Today blockchain startup Dune Analytics announced it raised $69.2 million in a Series B round led by Coatue, including funding from existing investors Multicoin Capital and Dragonfly Capital. The startup’s $1 billion valuation comes just six months after its August 2021 $8 million Series A.
There are several types of analytics platforms in the crypto world. Some target government and corporates and emphasize forensics such as Chainalysis, TRM Labs and an Elliptic. That’s not where Dune is positioned.
Dune is a community platform. It enables anyone in the crypto community to easily query blockchains using the conventional database query language SQL. Plus, the results can be included in user friendly dashboards and shared with others. One of the most popular dashboards is for measuring the trading volume on the OpenSea NFT marketplace.
The problem Dune addresses is the difficulty for the average person to query blockchains.
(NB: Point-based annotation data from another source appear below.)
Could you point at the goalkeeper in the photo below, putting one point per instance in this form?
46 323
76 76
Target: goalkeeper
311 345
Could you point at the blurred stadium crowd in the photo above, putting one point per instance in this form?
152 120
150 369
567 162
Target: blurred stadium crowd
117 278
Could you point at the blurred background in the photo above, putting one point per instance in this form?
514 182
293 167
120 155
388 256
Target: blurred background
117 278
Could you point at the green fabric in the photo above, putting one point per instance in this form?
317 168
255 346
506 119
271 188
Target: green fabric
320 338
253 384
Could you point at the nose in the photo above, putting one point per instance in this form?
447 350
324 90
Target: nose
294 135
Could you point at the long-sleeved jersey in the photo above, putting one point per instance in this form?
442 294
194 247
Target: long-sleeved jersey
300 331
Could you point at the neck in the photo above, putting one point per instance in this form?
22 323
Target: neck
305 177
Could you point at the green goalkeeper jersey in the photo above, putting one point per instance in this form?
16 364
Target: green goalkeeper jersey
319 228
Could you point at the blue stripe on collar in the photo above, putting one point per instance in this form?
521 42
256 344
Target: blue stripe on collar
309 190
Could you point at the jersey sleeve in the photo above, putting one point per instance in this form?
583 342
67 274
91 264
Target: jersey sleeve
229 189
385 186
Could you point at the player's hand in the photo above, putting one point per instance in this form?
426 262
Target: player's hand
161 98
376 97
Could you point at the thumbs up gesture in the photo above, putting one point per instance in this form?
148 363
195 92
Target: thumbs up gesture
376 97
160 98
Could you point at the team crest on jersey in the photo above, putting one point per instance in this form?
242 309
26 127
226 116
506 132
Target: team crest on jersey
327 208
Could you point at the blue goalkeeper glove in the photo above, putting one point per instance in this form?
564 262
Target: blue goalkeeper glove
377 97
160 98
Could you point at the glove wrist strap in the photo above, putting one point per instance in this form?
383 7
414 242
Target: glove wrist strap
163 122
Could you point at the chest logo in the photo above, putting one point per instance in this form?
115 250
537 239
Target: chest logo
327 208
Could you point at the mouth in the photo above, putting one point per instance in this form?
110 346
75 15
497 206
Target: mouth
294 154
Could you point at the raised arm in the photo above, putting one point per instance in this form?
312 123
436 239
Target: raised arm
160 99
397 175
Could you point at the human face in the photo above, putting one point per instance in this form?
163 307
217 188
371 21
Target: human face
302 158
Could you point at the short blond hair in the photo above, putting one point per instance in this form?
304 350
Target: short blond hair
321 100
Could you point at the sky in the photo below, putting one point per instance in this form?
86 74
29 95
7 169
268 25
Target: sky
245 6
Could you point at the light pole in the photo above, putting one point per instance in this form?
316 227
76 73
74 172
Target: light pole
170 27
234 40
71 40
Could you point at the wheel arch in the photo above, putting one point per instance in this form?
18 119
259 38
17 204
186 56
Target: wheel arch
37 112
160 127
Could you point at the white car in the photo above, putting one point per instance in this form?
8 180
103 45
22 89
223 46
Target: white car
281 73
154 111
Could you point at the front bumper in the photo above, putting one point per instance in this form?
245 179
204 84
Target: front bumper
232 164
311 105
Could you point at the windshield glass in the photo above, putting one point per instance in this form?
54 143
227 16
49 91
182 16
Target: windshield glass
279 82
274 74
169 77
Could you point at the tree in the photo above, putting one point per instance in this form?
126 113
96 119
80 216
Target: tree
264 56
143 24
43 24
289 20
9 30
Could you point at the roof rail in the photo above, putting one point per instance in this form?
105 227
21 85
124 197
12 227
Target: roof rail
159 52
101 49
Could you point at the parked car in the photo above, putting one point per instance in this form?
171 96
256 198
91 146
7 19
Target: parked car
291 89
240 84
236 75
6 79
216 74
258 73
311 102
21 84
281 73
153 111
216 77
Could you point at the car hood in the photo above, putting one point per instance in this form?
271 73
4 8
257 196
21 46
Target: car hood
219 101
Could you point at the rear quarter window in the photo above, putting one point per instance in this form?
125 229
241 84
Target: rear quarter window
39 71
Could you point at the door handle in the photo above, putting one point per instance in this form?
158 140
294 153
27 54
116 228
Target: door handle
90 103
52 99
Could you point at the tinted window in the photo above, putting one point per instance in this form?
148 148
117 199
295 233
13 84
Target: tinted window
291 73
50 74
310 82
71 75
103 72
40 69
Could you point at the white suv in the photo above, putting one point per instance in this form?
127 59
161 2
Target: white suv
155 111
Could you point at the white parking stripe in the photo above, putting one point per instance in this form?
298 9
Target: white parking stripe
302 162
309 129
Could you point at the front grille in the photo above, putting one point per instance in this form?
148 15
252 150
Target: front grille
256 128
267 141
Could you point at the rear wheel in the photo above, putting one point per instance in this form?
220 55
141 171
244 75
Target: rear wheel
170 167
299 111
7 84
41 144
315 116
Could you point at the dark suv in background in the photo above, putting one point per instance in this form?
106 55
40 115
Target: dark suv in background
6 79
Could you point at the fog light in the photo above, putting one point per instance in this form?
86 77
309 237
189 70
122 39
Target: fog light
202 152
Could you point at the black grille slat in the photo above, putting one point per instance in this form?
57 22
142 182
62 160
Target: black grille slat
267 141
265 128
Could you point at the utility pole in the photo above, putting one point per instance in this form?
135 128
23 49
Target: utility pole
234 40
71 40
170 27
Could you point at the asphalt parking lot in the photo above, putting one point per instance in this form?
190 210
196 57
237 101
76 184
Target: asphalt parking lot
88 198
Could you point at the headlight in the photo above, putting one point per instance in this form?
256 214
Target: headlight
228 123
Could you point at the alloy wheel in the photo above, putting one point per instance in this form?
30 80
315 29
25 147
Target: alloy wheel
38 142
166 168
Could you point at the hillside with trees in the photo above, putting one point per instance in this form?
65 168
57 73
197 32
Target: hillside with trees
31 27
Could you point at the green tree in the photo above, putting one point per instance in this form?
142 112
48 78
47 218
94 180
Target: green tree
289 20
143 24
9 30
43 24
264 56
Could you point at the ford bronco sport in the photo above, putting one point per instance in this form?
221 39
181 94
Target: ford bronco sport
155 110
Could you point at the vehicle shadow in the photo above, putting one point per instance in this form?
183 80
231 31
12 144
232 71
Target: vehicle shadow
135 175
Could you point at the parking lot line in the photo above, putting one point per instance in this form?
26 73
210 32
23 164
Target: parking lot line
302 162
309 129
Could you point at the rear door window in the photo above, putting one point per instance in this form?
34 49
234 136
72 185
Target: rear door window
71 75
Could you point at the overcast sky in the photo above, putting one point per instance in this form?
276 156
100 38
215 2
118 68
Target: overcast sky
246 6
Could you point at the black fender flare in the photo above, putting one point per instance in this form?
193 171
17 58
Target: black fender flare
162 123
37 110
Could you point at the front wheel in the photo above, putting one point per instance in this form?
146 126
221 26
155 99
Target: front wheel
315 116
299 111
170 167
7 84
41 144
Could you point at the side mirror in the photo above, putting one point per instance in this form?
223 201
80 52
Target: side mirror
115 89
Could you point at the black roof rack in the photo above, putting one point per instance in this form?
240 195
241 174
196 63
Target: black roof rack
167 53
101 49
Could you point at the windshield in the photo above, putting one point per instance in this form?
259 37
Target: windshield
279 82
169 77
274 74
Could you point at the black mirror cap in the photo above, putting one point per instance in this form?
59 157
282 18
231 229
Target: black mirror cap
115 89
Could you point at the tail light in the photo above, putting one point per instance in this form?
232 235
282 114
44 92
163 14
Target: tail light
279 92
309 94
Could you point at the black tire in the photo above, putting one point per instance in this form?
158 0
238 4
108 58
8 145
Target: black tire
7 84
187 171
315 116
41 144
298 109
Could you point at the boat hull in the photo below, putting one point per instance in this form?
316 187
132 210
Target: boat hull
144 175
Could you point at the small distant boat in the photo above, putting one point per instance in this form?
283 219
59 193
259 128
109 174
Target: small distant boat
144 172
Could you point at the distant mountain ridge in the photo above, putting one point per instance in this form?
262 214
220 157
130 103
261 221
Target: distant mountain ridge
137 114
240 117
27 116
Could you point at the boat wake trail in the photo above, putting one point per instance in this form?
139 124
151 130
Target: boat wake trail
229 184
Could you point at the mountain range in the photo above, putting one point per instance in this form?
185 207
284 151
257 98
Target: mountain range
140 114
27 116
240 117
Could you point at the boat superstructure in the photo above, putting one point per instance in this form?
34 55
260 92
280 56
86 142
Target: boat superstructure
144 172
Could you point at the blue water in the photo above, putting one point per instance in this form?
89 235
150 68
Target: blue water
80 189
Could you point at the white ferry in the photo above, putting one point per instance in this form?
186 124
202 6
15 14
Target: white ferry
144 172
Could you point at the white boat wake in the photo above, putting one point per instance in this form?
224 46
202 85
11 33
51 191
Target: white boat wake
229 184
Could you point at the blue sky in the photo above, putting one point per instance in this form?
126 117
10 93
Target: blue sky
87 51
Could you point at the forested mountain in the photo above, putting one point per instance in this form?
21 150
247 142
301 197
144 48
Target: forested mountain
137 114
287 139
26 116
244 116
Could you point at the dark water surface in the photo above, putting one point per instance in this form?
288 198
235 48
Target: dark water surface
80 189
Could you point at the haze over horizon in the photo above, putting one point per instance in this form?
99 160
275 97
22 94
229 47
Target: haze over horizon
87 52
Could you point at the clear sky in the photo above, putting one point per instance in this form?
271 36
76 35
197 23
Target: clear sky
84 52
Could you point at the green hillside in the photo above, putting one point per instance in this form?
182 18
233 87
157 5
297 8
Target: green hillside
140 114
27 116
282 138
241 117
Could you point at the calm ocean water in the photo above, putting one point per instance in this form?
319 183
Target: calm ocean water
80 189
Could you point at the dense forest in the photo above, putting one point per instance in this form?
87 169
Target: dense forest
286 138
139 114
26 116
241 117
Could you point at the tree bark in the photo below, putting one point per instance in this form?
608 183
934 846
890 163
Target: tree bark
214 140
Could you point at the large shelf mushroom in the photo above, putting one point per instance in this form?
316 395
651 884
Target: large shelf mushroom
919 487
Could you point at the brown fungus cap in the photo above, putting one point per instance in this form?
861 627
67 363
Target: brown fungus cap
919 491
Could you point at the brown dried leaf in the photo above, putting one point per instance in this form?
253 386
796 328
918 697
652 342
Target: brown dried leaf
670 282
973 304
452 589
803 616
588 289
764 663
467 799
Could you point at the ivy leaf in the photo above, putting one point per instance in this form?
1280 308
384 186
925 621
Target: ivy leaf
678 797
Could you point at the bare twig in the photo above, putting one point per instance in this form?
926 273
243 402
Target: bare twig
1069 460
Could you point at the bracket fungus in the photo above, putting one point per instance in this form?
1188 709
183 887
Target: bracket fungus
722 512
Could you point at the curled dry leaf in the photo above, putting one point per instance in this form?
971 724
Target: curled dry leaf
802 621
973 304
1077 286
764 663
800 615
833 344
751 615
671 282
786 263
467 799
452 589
Native blockchain transactions are not user-friendly, and it is a massive task to convert them to databases.
On the flipside, there’s plenty of competition for published analysis, including the likes of Glassnode and Nansen.
While the Dune platform is free to use, it takes rather a long time for the queries to process. A hefty subscription of $390 per month allows users to skip the queue and keep queries private.
Dune plans for those who create and share useful dashboards to be compensated, we assume with a token.
“Despite being radically open, web3 data remains largely underutilized. At Dune, we want to make this intelligence readily accessible and reward the analysts working to turn this data into digestible, real-time actionable insights,” said Dune Analytics Co-founder and CEO, Fredrik Haga.
“In legacy finance, only insiders get access to valuable data. Dune supports the next generation of analysts who will neither wear suits nor work for investment banks.”
So far, the blockchains supported are Ethereum, Polygon, Optimism, Binance Smart Chain and xDAI. It plans to add all Layer-1 and Layer-2 smart contract platforms.
Despite this utility, it’s still missing several heavily used blockchains—especially those popular for NFTs such as Solana, Flow, and even WAX.
Blockchain analysis is a fascinating sector. But the question is whether blockchain’s transparency will be sustained. For some aspects, it probably will remain transparent. But as corporates look to adopt public blockchains, increasingly, the data will be obfuscated.